# New Hollands new Big Balers



## stonegrownllc (Jul 31, 2011)

Anybody seen one or been lucky enough to be at the dealer orientations going on lately? My dealer just was in Idaho at the orientation and said it is way impressive! I saw the brochure they gave the dealers and it was one bad ass looking machine. Just wondering if anyone has seen one in person. Looked like some impressive features on the machine. They actually gave them numbers that make sense such as Big Baler 340 and Big Baler 330. I am starting to save my money already.


----------



## Vol (Jul 5, 2009)

Large square??

Regards, Mike


----------



## rjmoses (Apr 4, 2010)

Here's a link to the BB9040 offered in the UK. They had links to other new models, like BB9050, but those have been removed.
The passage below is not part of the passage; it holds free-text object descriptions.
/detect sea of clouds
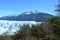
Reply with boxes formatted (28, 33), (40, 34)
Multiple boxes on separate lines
(0, 20), (38, 35)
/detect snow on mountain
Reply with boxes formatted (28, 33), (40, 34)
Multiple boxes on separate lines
(21, 10), (40, 15)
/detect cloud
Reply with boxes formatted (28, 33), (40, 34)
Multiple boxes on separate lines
(0, 20), (37, 35)
(0, 20), (21, 35)
(0, 27), (8, 34)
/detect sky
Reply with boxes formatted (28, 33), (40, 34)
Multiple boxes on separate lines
(0, 0), (57, 16)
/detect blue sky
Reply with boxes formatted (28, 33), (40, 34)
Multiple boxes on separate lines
(0, 0), (57, 16)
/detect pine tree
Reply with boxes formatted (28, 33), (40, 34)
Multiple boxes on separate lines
(55, 0), (60, 15)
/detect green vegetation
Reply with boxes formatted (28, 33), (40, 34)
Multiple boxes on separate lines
(43, 16), (60, 40)
(0, 16), (60, 40)
(55, 0), (60, 15)
(13, 24), (43, 40)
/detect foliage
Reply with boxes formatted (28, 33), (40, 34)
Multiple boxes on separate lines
(1, 35), (13, 40)
(55, 0), (60, 15)
(31, 24), (42, 38)
(44, 16), (60, 40)
(13, 24), (42, 40)
(13, 24), (31, 40)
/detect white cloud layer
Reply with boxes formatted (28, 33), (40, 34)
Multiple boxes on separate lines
(0, 20), (38, 35)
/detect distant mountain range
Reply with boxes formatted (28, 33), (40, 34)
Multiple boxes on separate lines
(0, 11), (54, 22)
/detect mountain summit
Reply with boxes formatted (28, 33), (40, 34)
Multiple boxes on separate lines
(0, 11), (53, 22)
(22, 10), (40, 15)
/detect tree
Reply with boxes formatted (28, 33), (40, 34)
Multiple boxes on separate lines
(43, 16), (60, 40)
(2, 35), (13, 40)
(31, 24), (42, 40)
(55, 0), (60, 15)
(14, 24), (43, 40)
(42, 22), (52, 40)
(14, 24), (31, 40)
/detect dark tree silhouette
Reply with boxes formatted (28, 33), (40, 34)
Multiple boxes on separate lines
(55, 0), (60, 15)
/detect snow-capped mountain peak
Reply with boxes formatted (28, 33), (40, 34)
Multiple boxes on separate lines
(22, 11), (33, 15)
(22, 10), (40, 15)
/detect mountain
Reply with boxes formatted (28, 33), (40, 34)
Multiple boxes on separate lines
(0, 16), (16, 20)
(0, 11), (54, 22)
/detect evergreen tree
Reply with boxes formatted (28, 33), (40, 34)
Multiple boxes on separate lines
(55, 0), (60, 15)
(43, 17), (60, 40)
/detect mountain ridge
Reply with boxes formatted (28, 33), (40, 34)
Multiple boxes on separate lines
(0, 11), (54, 22)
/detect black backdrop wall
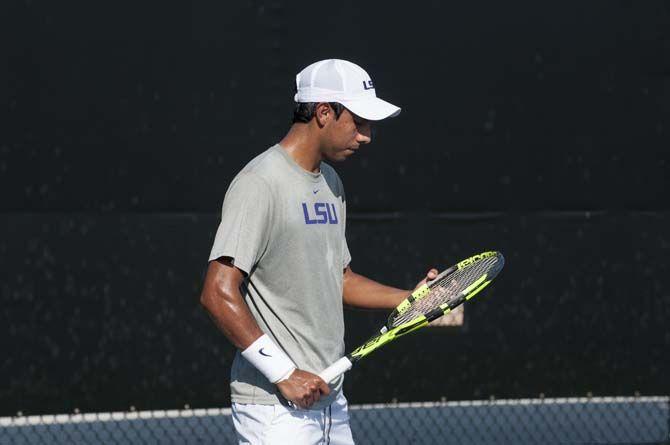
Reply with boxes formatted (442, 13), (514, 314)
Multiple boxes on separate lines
(2, 1), (669, 415)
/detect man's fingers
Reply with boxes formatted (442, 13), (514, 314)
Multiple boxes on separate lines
(309, 384), (321, 402)
(317, 378), (331, 395)
(300, 378), (329, 408)
(278, 371), (332, 409)
(303, 392), (315, 408)
(300, 382), (318, 408)
(427, 268), (438, 279)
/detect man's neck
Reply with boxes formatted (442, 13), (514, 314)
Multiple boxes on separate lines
(278, 124), (322, 173)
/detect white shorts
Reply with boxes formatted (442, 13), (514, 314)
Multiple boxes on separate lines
(232, 391), (355, 445)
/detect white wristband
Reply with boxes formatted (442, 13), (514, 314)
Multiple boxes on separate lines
(241, 334), (296, 384)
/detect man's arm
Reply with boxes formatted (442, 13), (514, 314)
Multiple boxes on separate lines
(200, 258), (329, 408)
(342, 266), (438, 310)
(200, 258), (263, 347)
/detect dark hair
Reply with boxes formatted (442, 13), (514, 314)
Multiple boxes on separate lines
(292, 102), (345, 123)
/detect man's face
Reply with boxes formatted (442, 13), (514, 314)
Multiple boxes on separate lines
(320, 106), (372, 162)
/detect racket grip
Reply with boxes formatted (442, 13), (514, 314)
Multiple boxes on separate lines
(318, 357), (352, 383)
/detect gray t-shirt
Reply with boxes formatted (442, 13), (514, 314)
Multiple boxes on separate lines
(209, 144), (351, 410)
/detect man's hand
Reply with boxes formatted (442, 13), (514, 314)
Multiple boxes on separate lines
(276, 369), (330, 409)
(413, 268), (439, 291)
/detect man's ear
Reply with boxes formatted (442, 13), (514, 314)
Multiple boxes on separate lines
(314, 102), (331, 128)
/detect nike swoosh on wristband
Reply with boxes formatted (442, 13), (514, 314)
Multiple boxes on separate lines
(259, 348), (272, 357)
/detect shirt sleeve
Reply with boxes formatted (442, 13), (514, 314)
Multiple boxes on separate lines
(208, 173), (273, 275)
(341, 189), (352, 269)
(342, 234), (352, 269)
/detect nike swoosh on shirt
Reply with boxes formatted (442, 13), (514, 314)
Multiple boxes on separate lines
(259, 348), (272, 357)
(313, 189), (319, 194)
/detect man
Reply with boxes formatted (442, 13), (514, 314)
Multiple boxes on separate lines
(200, 59), (437, 444)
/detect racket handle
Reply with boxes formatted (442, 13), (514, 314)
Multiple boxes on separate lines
(318, 357), (353, 383)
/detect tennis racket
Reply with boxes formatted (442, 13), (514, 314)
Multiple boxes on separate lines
(318, 251), (505, 383)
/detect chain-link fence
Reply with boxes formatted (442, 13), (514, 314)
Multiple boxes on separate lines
(2, 396), (668, 444)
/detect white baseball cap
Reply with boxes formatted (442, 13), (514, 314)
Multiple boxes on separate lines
(294, 59), (401, 121)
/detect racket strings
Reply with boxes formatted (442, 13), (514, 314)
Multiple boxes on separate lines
(389, 255), (503, 328)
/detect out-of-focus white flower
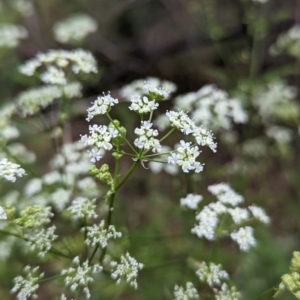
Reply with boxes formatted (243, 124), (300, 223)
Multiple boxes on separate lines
(12, 0), (34, 17)
(248, 205), (270, 224)
(120, 77), (177, 100)
(26, 226), (58, 257)
(213, 283), (241, 300)
(208, 183), (244, 206)
(170, 85), (247, 132)
(266, 126), (293, 144)
(0, 206), (7, 220)
(271, 25), (300, 57)
(195, 261), (229, 287)
(24, 178), (42, 197)
(111, 252), (144, 289)
(16, 83), (82, 117)
(228, 207), (250, 224)
(0, 158), (26, 182)
(67, 197), (97, 220)
(180, 194), (203, 210)
(174, 282), (199, 300)
(54, 14), (97, 44)
(230, 226), (256, 251)
(192, 207), (218, 240)
(50, 188), (71, 211)
(84, 220), (122, 248)
(0, 23), (27, 48)
(19, 49), (98, 85)
(11, 266), (44, 300)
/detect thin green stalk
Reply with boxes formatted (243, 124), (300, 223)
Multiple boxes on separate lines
(159, 128), (175, 143)
(115, 158), (140, 190)
(0, 229), (72, 259)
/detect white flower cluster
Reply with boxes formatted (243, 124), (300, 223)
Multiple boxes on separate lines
(67, 197), (97, 220)
(168, 140), (203, 173)
(0, 205), (7, 219)
(213, 283), (241, 300)
(129, 94), (159, 114)
(173, 282), (199, 300)
(62, 256), (102, 299)
(271, 25), (300, 57)
(0, 158), (26, 182)
(191, 183), (270, 251)
(0, 23), (27, 48)
(166, 110), (217, 152)
(86, 93), (118, 121)
(84, 220), (122, 248)
(266, 126), (293, 144)
(158, 85), (247, 132)
(134, 121), (161, 152)
(110, 252), (144, 289)
(12, 0), (34, 17)
(16, 82), (82, 117)
(80, 124), (119, 163)
(53, 14), (97, 44)
(180, 194), (203, 210)
(26, 226), (58, 257)
(19, 49), (98, 85)
(195, 261), (229, 287)
(120, 77), (177, 100)
(11, 266), (44, 300)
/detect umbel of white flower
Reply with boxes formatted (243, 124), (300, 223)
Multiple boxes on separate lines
(19, 49), (98, 85)
(0, 23), (28, 48)
(110, 252), (144, 289)
(53, 13), (98, 44)
(67, 197), (98, 220)
(0, 158), (26, 182)
(11, 266), (44, 300)
(61, 256), (103, 299)
(195, 261), (229, 287)
(190, 183), (270, 251)
(174, 282), (199, 300)
(84, 220), (122, 248)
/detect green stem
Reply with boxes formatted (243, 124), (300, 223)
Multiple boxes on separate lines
(115, 158), (139, 191)
(159, 128), (175, 143)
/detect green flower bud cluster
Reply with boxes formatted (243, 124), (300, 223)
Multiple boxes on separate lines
(278, 251), (300, 299)
(109, 120), (127, 147)
(89, 164), (113, 187)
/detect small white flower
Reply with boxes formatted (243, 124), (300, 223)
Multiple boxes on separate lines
(86, 93), (118, 121)
(228, 208), (250, 224)
(80, 124), (119, 152)
(41, 66), (67, 85)
(166, 110), (195, 135)
(110, 252), (144, 289)
(195, 261), (229, 287)
(129, 95), (159, 114)
(84, 220), (122, 248)
(180, 194), (203, 210)
(50, 188), (71, 211)
(88, 147), (104, 163)
(62, 257), (102, 299)
(67, 197), (97, 220)
(0, 158), (26, 182)
(230, 226), (256, 251)
(174, 282), (199, 300)
(134, 121), (161, 153)
(248, 205), (270, 224)
(11, 266), (44, 300)
(0, 23), (27, 48)
(24, 178), (42, 197)
(26, 226), (58, 257)
(192, 207), (218, 240)
(54, 14), (97, 44)
(168, 141), (203, 173)
(0, 206), (7, 220)
(208, 183), (244, 206)
(213, 283), (241, 300)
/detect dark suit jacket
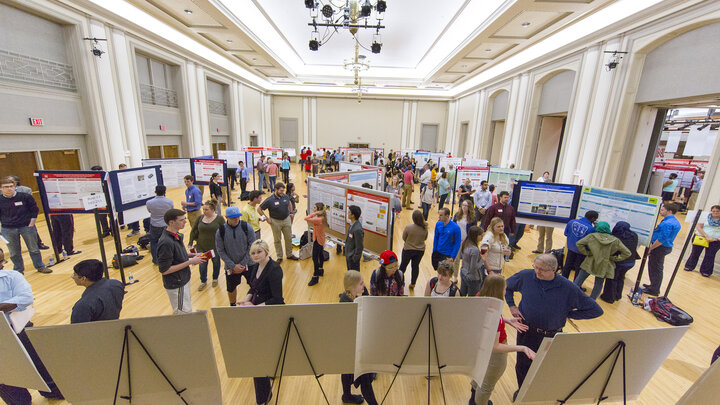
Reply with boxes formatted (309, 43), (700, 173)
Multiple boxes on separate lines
(345, 220), (364, 262)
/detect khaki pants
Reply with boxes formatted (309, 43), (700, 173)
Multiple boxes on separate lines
(186, 209), (202, 228)
(402, 183), (413, 207)
(270, 216), (293, 259)
(687, 191), (699, 210)
(536, 226), (554, 253)
(472, 351), (507, 405)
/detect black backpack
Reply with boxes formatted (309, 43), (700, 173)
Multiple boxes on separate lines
(218, 221), (252, 244)
(137, 235), (150, 249)
(647, 297), (693, 326)
(429, 277), (458, 297)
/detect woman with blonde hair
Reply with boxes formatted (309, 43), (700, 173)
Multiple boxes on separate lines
(481, 217), (512, 275)
(304, 202), (328, 286)
(424, 259), (458, 297)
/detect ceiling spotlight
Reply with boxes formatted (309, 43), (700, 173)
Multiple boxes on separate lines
(226, 39), (233, 43)
(376, 0), (387, 13)
(521, 22), (531, 27)
(371, 42), (382, 54)
(184, 9), (193, 14)
(360, 0), (372, 17)
(304, 0), (314, 8)
(485, 49), (492, 52)
(321, 4), (334, 18)
(309, 39), (319, 51)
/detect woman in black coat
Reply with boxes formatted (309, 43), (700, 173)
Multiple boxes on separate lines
(600, 221), (641, 303)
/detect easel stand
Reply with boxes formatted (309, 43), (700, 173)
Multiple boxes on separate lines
(270, 317), (329, 405)
(102, 180), (128, 286)
(93, 209), (110, 279)
(381, 304), (447, 405)
(113, 325), (188, 405)
(557, 341), (627, 405)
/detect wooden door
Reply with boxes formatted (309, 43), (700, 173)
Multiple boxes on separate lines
(212, 143), (226, 158)
(40, 150), (81, 170)
(148, 146), (162, 158)
(0, 151), (42, 212)
(163, 145), (179, 158)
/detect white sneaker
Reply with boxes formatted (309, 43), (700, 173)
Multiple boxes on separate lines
(197, 282), (207, 291)
(211, 279), (218, 287)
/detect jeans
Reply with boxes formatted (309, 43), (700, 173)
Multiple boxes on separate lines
(647, 245), (672, 293)
(269, 175), (276, 190)
(439, 193), (448, 209)
(574, 269), (604, 300)
(685, 241), (720, 276)
(198, 252), (221, 283)
(510, 223), (525, 248)
(473, 351), (507, 405)
(460, 274), (483, 297)
(1, 226), (45, 271)
(561, 249), (585, 280)
(257, 171), (265, 191)
(148, 225), (165, 264)
(421, 202), (431, 220)
(312, 240), (324, 276)
(269, 216), (293, 259)
(399, 249), (424, 285)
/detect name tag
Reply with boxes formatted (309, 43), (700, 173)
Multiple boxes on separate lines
(274, 202), (279, 205)
(14, 201), (23, 206)
(349, 234), (353, 238)
(498, 209), (503, 213)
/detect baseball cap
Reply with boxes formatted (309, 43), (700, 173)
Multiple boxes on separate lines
(379, 250), (398, 265)
(225, 206), (242, 219)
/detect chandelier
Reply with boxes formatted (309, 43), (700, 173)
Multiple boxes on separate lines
(305, 0), (386, 53)
(345, 42), (370, 102)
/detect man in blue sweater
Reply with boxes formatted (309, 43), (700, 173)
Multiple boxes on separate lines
(561, 210), (598, 280)
(431, 207), (462, 270)
(643, 203), (682, 296)
(506, 254), (603, 394)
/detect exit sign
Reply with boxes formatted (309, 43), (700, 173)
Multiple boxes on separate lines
(29, 118), (44, 126)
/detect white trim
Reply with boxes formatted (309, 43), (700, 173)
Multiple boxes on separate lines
(400, 101), (409, 149)
(409, 101), (418, 149)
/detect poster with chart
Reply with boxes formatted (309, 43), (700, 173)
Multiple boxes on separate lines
(456, 166), (490, 190)
(217, 150), (246, 169)
(141, 158), (190, 188)
(513, 181), (582, 223)
(439, 157), (463, 171)
(309, 181), (348, 234)
(577, 187), (660, 246)
(488, 167), (533, 194)
(191, 158), (226, 185)
(114, 168), (158, 206)
(37, 171), (105, 213)
(346, 189), (389, 236)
http://agriculture.newholland.com/uk/en/Products/Balers/BB9040/Pages/Knotting_details.aspx

Can't wait for them to show up in the US.

Ralph


----------



## JoshA (Apr 16, 2008)

Best looking big baler I've seen, like the look of it even better than the current line of Hesstons!


----------



## Teslan (Aug 20, 2011)

But it appears they have the same cheap toolbox that new holland puts on everything these days. That when loaded with tools will break after so many bumps. It does look good though. I wonder if it will have on board hydraulics like the Hesstons.


----------



## stonegrownllc (Jul 31, 2011)

The one I seen was Red and it showed a good picture of the new pickup on it. Has a small auger on the top and a bigger one on the bottom. The salesman I talked to said they cut two of the bales open and then rebaled them and just plowed right through them and spit em out the back. I have a feeling hesston and krone might have there hands full after these hit the ground.


----------



## Teslan (Aug 20, 2011)

I found an article on the new NH ones and the only thing that it has that the Hesston doesn't already have is that roller thing above the hay pickup. At least that the article mentions. I didn't see that it has onboard hydraulics like the hesston has. I like that feature alot. I don't know enough about the Krones.


----------



## stonegrownllc (Jul 31, 2011)

I have a NH and the only hydraulic hookup is to lower the pickup and fold out the baler chute. All the pressures are ran off a pump in the baler.


----------



## CF-Farmer (Jan 10, 2012)

I am not to sure but I thought New Holland put onboard hydraulics on there balers when they came out with the BB line. Then Hesstion followed with there new one's. But not sure. I know it makes a lot better bales with onboard hydraulics. I do know that is a bad ass looking baler. I hope it bales like it looks. Can't wait to watch one run.


----------



## Gearclash (Nov 25, 2010)

I know for sure that on board hydraulics for the hydroformatic bale chamber were on New Holland's first generation of mid and large squares which was the D800, D1000, and D2000. These precede the BB series.


----------



## Teslan (Aug 20, 2011)

When I looked at NH and Hesston 3x3 balers last fall I was told that the NH needed 6 Hydraulic connections and just assumed that was because it didn't have on board hydraulics and there was no mention of it in the literature for the NH while Massey brags about it. Plus the NH sales guy didn't mention that at all either while the Massey sales guy did. I must be wrong then. We bought the Massey 3x3 baler and it's been great. Although the accumulator on it has had a few issues one of which I must call the dealer about right now.


----------



## Anthony (Oct 15, 2010)

Same old girl with a new dress, bigger flywheel, slightly more PS/M and tweeked intake and pickup. This is still only a 50-70K bale baler with no longevity or long term reliablity to its design. Same old solid hitch welded straight into the frame design as Hesston. But it does look good. "This what I call a John Deere make over".


----------



## Hank- in or (Feb 12, 2009)

Here is a link to the new baler. I would have to see one in person before I get very excited being a previous NH BB960 owner.
http://agriculture.newholland.com/uk/en/WNH/news/Pages/2012_BBlaunch_news.aspx


----------



## Teslan (Aug 20, 2011)

ooo it has a water tank for hand washing. Now that's luxury. I'm kinda chuckling about all the references to operator comfort and such. I don't ride on the baler itself. Comfort is all in the tractor and the tractor alone. Now if they can figure out how to keep dust and hay from parking itself on the baler anywhere but the bale chamber I'm sold. That would be luxury.


----------